Certes, pour nombre de personnes déplacées et de réfugiés, le changement d’espace est temporaire et certains retournent dans leur pays d’origine quand les conditions politiques le leur permettent. Souvent, ils n’y retrouvent plus le lieu rêvé, car il s’est modifié au fil des années. Inconsciemment et par la force des choses, ils ont acquis d’autres habitudes dans leur nouveau pays.
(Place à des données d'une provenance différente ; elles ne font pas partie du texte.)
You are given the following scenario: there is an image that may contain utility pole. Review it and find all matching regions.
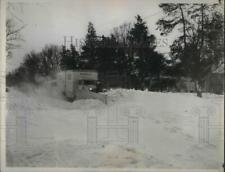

Quand ils reviennent dans leur pays d’origine, et qu’ils retrouvent enfin l’ancien environnement tant espéré qu’ils avaient enjolivé et magnifié dans leurs souvenirs, celui-ci leur paraît dépassé, obsolète. Ils se découvrent entre deux rives, sans ponts de rencontre. Ils rêvent d’un pays qui n’existe plus et en habitent un autre qu’ils ne voient pas.
 
L’immigrant qui réussit son intégration se libère de sa condition d’exilé involontaire, tel qu’il est souvent faussement perçu, et, tout en reconnaissant fidèlement son passé, se laisse pénétrer par une nouvelle humanité dont il tente d’assumer le présent et d’accepter le passé en proclamant sa nouvelle naissance. Son avenir s’allie à celui de son peuple d’adoption, contribuant à le construire au sein d’une nouvelle collectivité, à condition bien sûr qu’elle l’accepte, l’ayant lui-même acceptée et ayant pris les moyens de s’y faire accepter.
 
En célébrant le 60e anniversaire de mon arrivée au Québec, je garde mon nom, dis mon origine, fais état de ma culture, de ma langue de naissance, de ma religion et, sans rien renier, j’assume les composantes et les dimensions de mon état dans mon nouveau pays. Comme les amours, les cultures ne se nient pas. Elles s’ajoutent l’une à l’autre.